Dr. Sabrina Paganoni works as a neuromuscular specialist at Massachusetts General Hospital's Sean M. Healey & AMG Center for ALS. She is also the lead author of the study and mentioned that the treatment focused on the two cellular structures damaged by the disease.
One is the mitochondria, which serves as the powerhouse of the cell, while the other one is the endoplasmic reticulum, which functions as the cellular dump trucks that are responsible for carrying away the waste that accumulates in the cells' machinery.
Amyotrophic lateral sclerosis (ALS), also known as Lou Gehrig's disease, is a progressive motor neuron disorder. It rapidly destroys the nerve cells or motor neurons that control muscle movement leading to disability.
According to The ALS Association, the prevalence of ALS at any given time in the Western countries is about one in 20,000 people. Usually occurring between the ages of 40 and 70, once the symptoms start, life expectancy decreases to about two to six years.
From an Ice Bucket to a Medical Breakthrough
The Ice Bucket Challenge was able to put ALS on the map and attract more investigators and investment to the research. The randomized, double-blind study is phase 2 of the trial. All drug approval required by the Food and Drug Administration needs to undergo a three-step process. In this double-blind study, neither patients nor the researchers will know who receives the drug. Once phase 2 generates positive results, the FDA will then require a larger and longer phase 3 trial.

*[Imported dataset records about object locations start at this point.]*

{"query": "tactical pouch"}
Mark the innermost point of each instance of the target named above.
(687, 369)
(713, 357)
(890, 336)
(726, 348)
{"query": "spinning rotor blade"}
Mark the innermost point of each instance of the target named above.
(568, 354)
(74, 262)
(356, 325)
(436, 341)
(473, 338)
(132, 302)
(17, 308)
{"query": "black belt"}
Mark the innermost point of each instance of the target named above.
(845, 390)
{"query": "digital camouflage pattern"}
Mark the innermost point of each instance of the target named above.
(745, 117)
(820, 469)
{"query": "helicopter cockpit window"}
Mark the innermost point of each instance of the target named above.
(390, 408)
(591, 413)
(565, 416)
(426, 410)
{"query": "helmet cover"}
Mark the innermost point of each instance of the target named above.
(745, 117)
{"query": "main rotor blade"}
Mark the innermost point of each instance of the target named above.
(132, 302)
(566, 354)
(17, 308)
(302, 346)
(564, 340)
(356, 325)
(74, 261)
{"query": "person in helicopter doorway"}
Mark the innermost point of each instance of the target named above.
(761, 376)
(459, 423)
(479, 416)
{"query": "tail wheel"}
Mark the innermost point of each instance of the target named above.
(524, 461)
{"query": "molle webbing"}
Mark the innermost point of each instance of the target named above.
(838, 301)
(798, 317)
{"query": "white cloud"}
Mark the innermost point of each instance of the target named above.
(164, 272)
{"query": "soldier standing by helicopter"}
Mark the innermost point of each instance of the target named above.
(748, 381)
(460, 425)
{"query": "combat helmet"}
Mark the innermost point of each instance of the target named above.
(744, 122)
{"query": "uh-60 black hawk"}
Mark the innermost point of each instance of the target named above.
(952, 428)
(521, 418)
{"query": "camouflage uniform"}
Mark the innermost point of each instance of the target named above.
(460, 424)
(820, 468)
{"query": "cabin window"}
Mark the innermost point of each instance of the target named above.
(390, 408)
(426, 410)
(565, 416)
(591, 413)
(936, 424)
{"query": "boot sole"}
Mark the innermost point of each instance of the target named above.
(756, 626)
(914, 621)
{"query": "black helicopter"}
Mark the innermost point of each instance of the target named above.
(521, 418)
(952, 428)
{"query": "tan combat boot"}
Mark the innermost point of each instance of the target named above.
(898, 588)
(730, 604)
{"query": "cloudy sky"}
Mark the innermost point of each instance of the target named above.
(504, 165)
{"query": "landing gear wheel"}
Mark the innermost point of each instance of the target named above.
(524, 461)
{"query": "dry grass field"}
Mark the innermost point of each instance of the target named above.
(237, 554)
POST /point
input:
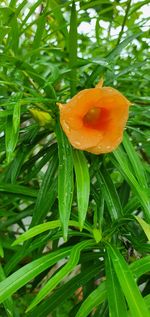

The researchers observed 137 ALS patients who had become symptomatic within the last 18 months to test the effectiveness of the two-drug combination. Two-thirds of the patients (89) were administered the drug, while the rest were given a placebo.
These patients were then evaluated on a scale of 0 to 48 to measure the disabilities caused by the disease. By the time the trial ended, the baseline score was about 36 on average.
Although the trial revealed that there is no difference between medication and placebo in terms of time to death, tracheostomy, or permanent intubation, or hospitalization, Paganoni suspects that it may be because the trial only ran for six months.
Since the trial showed that the medication could make a difference, Paganoni hopes that if approved, this new drug would become part of the medication that can hold off ALS.
Because of the good news from the trial, ALS Association hopes to persuade the FDA to allow more access to the drug to other patients even before phase 3 trial results become available.
According to Paganoni, the goal of patients diagnosed with ALS is to retain their physical function for as long as possible. Since this experimental drug can slow down the progression of ALS, it can improve the quality of life of patients.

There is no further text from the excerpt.